Senator Byrd says he is "urging the President to take this moment to launch a top-level, bipartisan review of the underlying problems and structural weaknesses of the US economy."
These include falling productivity, or output per manhour of work, and a low rate of capital investment to renew outmoded plants and equipment.
Mr. Bosworth cites energy, housing costs, and farm policy as areas to be tackled, if underlying inflation in the United States is to be curbed.
Mr. Carter touched on energy, by imposing a $4.62 fee on each barrel of imported oil. This will raise the retail price of a gallon of gasoline by at least 10 cents.
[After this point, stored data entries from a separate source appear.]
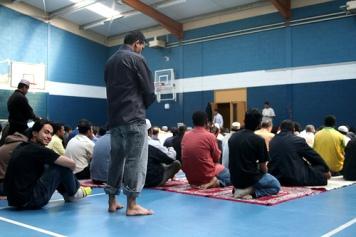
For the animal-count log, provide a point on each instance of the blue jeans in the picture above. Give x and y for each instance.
(129, 155)
(267, 185)
(224, 178)
(54, 177)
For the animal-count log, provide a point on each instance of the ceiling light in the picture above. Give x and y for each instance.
(102, 10)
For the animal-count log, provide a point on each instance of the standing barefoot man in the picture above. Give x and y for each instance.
(129, 89)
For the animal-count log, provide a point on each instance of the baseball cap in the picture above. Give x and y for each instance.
(134, 36)
(26, 82)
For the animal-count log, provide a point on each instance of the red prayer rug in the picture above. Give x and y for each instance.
(287, 193)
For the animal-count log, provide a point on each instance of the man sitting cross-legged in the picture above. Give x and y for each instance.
(35, 172)
(294, 162)
(200, 156)
(248, 159)
(161, 165)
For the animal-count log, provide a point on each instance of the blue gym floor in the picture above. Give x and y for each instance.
(330, 213)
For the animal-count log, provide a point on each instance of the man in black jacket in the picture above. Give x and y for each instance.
(19, 109)
(293, 162)
(130, 91)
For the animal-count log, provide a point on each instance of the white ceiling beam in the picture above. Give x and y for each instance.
(162, 4)
(72, 8)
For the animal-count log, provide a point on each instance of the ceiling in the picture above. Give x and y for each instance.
(171, 14)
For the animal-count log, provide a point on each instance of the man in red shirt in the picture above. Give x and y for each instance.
(200, 156)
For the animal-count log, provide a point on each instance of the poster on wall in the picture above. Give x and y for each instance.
(34, 73)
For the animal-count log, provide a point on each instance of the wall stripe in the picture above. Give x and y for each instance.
(282, 76)
(76, 90)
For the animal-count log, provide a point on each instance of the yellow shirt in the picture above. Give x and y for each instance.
(329, 143)
(56, 145)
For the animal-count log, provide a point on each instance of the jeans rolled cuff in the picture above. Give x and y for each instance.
(130, 193)
(111, 190)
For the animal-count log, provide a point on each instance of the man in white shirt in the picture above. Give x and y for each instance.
(268, 112)
(80, 149)
(218, 118)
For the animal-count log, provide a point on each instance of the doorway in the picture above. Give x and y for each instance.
(231, 104)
This means that gas may cost $1.60 or more by the end of this year.
This fee will add to inflation, which on the surface contradicts the President's intent. He hopes, however, that "price rationing" will decrease American driving and lower US dependence on foreign oil.
This year alone, Mr. Carter told the nation, Americans will send between $80 and $90 billion overseas to buy petroleum.
Without a long-term attack on fundamental problems of the economy, most experts agree, only a long and deep recession -- with "10 to 12 million people unemployed," says Mr. Bosworth -- would make a real dent in inflation.
Mr. Carter's announced program may push the US into recession, but hardly of the kind or duration, many experts believe, that would raise the jobless rate beyond 8 percent of the labor force, compared to 6.2 percent now.